No change without proper communication
Effective communication is essential for instigating change in business, according to Farm Family Facilitator Judy Wilkinson.
Ms Wilkinson — a consultant specialising in Sustaining Families in Business — has over fifteen years of experience working with agriculture groups and businesses in communication, succession planning and family business meetings and shared some valuable messages at the recent DairySA Central Conference in Hahndorf.
She has seen the success that healthy relationships can have on management and succession.
“Communication has a major impact in our lives — with family, business and community — and there are many elements required to create effective conversations,” she said.
“These include being clear and honest about what you think and feel, being patient and trying not to get angry, avoiding broad negative statements, and understanding that others opinions and feelings are valuable.”

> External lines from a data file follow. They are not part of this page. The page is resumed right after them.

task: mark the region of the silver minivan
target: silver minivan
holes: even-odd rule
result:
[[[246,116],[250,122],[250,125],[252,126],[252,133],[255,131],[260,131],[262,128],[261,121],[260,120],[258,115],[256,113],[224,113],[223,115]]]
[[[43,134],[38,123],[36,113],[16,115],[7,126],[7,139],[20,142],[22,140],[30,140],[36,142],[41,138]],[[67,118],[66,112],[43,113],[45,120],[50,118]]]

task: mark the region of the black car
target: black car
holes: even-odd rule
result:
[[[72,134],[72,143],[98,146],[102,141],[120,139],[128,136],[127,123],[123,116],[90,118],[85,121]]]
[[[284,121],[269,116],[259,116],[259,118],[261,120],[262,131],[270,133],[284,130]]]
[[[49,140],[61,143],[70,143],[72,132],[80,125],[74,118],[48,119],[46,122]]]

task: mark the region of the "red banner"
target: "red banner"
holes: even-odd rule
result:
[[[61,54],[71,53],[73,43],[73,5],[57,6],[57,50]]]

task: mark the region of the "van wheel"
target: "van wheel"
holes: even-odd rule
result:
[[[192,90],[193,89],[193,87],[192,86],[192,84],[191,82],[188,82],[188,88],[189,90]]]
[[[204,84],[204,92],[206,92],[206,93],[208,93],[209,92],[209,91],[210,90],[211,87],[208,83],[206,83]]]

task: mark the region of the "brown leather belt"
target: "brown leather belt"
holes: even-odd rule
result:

Delegates were challenged to identify the breakdown of communication, with many surprised that it comprises 7 per cent verbal, 38 per cent vocal and 55 per cent visual.
Ms Wilkinson’s presentation centred around facilitating family business meetings and encouraged delegates to recognise that:
■ Change activates emotions
■ Effective change often requires help with people’s expectations, bringing clarity to the table, and using appropriate communication or language style
■ Listening is a key component of negotiation and mediation
■ It’s important to value ALL participants
■ There is a communication hierarchy which builds increasing trust
■ All participants should be encouraged to share their feelings
She highlighted that conflict is normal, resolution is a skill, disconnection needs to be managed, strategic meetings are crucial to outcomes and that it is important to “Get it Right”.
“It’s important to set clear boundaries between business and family which may include simple approaches such as not discussing farm matters at the dinner table, allocating time ‘off-farm’ and recognising the difference between business and family decisions — as they can all impact on our connectedness and happiness.”
Just remember three simple rules
Delegates at the recent DairySA Central Conference in Hahndorf were given three simple rules to remember when looking at TMR and PMR options, during an in-depth presentation by Laura Tweddle, Consulting Nutritionist from Debenham Australia.
The Rules are:
■ Cows Can’t Read
■ Cows Don’t Lie
■ Cows Love Boring
Ms Tweddle said cows would be happy to eat the same thing five days a week and that sometimes we can overcomplicate the situation.
In essence, she stated if cows are not producing how we want them to, then it’s likely they are not eating what we want them to eat.
“And if you are in doubt, go back to the three simple rules.”
Ms Tweddle examined the benefits and pitfalls of each of the systems and provided important reminders to help maximise productivity and health through rumen fill management, examining both the advantages and disadvantages of each dairy system.
She explained that there are several considerations to take into account including:
■ Feed Quality & Feed Intake
■ Rumen Fill & Feed Intake
■ Feed Variation & Feed Intake
■ Ration Formulation & Budgeting
■ Understanding which group of cows to formulate the ration for.
The gains in a PMR System included:
■ An attitude towards feed planning and feeding consistency, to maintain production.
■ An ability to feed with greater efficiency and less wastage.
■ An opportunity to maximise production for the lift in system intensity.
The gains in a TMR System included:
■ Increased input level.
■ Increased target production level to match.
■ Reduction of wastage through feeding system.